These notes provide an overview of pre-training large language models like GPT and Llama.
Unsupervised Pre-training
Let’s start by reviewing the pre-training procedure detailed in the GPT paper (Radford et al. 2020). The Generative in Generative Pre-Training reveals much about how the network can be trained without direct supervision. It is analogous to how you might have studied definitions as a kid: create some flash cards with the term on the front and the definition on the back. Given the context of the word, you try and recite the definition. For a pre-training language model, it is given a series of tokens and is tasked with generating the next token in the sequence. Since we have access to the original documents, we can easily determine if it was correct.
Given a sequence of tokens \(\mathcal{X} = \{x_1, x_2, \ldots, x_n\}\), the model is trained to predict the next token \(x_{n+1}\) in the sequence. The model is trained to maximize the log-likelihood of the next token:
\[\mathcal{L}(\mathcal{X}) = \sum_{i=1}^{n} \log p(x_{i+1} \mid x_{i-k}, \ldots, x_i)\]
where \(k\) is the size of the context window.

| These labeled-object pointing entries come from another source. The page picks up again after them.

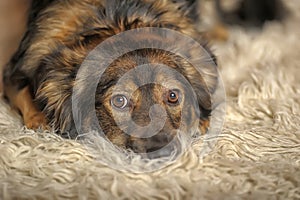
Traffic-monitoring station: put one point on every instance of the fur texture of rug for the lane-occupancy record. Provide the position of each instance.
(257, 155)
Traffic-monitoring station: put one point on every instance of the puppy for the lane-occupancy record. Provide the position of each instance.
(40, 77)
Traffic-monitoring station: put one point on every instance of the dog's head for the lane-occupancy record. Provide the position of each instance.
(146, 97)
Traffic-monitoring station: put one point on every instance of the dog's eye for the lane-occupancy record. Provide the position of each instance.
(173, 97)
(119, 101)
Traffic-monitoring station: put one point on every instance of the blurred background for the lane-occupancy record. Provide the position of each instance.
(13, 16)
(216, 16)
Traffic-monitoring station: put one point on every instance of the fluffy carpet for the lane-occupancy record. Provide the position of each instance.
(257, 155)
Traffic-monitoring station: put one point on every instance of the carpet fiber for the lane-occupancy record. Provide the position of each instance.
(257, 155)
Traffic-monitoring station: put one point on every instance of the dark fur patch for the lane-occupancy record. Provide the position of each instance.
(61, 34)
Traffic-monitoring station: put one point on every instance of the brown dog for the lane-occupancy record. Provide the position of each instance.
(40, 77)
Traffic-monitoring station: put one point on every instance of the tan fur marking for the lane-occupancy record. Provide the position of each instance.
(22, 100)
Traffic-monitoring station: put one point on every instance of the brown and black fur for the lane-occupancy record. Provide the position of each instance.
(62, 33)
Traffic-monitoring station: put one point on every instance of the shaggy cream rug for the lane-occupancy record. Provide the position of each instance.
(257, 155)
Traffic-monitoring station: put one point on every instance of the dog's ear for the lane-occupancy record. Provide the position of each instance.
(203, 78)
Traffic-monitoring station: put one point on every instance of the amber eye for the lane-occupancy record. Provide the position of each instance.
(173, 97)
(119, 101)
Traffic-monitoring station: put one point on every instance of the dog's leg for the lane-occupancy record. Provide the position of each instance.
(22, 100)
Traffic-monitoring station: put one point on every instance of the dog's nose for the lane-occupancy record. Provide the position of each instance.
(161, 146)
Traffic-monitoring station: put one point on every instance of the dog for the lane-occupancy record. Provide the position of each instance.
(40, 77)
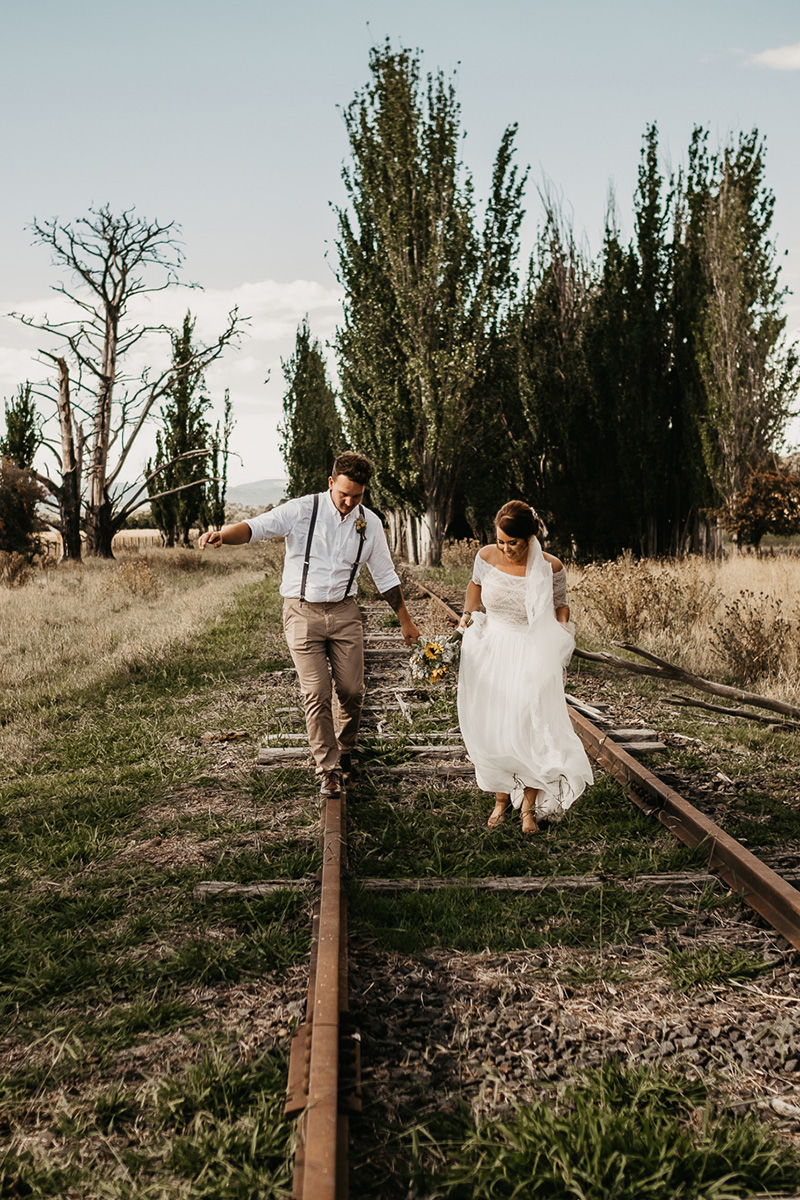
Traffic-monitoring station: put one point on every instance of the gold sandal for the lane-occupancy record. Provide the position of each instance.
(498, 814)
(529, 822)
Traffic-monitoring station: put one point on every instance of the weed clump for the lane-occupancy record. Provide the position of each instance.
(14, 569)
(629, 598)
(133, 577)
(752, 639)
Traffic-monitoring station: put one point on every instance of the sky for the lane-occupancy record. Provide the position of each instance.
(227, 119)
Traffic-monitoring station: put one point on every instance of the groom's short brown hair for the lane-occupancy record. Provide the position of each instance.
(354, 466)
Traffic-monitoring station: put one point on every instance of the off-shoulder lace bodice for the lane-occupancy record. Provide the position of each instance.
(503, 595)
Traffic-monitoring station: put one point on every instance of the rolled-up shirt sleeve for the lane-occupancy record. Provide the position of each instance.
(378, 558)
(275, 523)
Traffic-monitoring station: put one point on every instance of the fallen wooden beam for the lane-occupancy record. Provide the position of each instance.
(666, 670)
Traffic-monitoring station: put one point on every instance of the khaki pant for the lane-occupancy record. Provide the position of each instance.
(326, 645)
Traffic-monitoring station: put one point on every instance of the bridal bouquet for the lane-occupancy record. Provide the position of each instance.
(433, 657)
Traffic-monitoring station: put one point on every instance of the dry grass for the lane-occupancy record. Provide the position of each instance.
(72, 625)
(737, 619)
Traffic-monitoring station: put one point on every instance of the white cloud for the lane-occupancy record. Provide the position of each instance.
(780, 58)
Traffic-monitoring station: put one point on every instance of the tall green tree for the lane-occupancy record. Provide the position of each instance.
(422, 288)
(214, 509)
(23, 433)
(19, 492)
(178, 475)
(566, 433)
(749, 370)
(311, 433)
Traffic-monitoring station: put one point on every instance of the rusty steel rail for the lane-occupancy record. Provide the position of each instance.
(759, 886)
(324, 1065)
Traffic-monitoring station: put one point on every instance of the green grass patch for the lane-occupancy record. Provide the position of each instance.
(619, 1134)
(444, 833)
(471, 921)
(704, 966)
(763, 820)
(107, 957)
(217, 1133)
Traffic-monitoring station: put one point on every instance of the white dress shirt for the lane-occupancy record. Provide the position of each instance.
(334, 547)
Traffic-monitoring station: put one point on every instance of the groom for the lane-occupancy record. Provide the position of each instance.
(329, 538)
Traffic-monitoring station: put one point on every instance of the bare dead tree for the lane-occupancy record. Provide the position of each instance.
(109, 259)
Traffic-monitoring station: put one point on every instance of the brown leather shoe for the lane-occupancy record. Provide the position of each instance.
(348, 767)
(330, 785)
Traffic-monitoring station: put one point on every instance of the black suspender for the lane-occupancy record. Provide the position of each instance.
(308, 541)
(362, 535)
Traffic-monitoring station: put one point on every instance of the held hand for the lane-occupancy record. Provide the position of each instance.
(410, 633)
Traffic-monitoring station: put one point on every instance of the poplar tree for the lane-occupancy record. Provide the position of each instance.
(312, 429)
(214, 507)
(178, 474)
(422, 289)
(749, 371)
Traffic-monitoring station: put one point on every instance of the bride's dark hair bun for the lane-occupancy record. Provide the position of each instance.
(518, 520)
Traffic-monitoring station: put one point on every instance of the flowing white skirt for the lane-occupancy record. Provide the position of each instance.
(513, 717)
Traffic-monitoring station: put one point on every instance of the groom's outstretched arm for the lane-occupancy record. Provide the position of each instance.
(394, 598)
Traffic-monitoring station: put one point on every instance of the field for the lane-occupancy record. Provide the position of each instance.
(144, 1053)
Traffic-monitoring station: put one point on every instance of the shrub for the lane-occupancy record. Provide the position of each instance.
(14, 569)
(19, 496)
(752, 637)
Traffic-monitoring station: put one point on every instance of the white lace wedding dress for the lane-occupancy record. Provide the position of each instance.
(511, 706)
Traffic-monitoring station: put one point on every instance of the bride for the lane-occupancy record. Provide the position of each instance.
(511, 706)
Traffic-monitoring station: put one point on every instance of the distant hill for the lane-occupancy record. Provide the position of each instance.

Large language models are typically based on the Transformers model. The original model was trained for language translation. Depending on the task, different variants are employed. For GPT models, a decoder-only architecture is used, as see below.
The entire input pipeline for GPT can be expressed rather simply. First, the tokenized input is passed through an embedding layer \(W_{e}\). Embedding layers map the tokenized input into a lower-dimensional vector representation. A positional embedding matrix of the same size as \(\mathcal{X} W_{e}\) is added in order to preserve the order of the tokens.
The embedded data \(h_0\) is then passed through \(n\) transformer blocks. The output of this is passed through the softmax function in order to produce an output distribution over target tokens.
From GPT to GPT2
GPT2 is a larger version of GPT, with an increased context size of 1024 tokens and a vocabulary of 50,257 vocabulary. In this paper, they posit that a system should be able to perform many tasks on the same input. For example, we may want our models to summarize complex texts as well as provide answers to specific questions we have about the content. Instead of training multiple separate models to perform these tasks individually, the model should be able to adapt to these tasks based on the context. In short, it should model \(p(output \mid input, task)\) instead of \(p(output \mid input)\).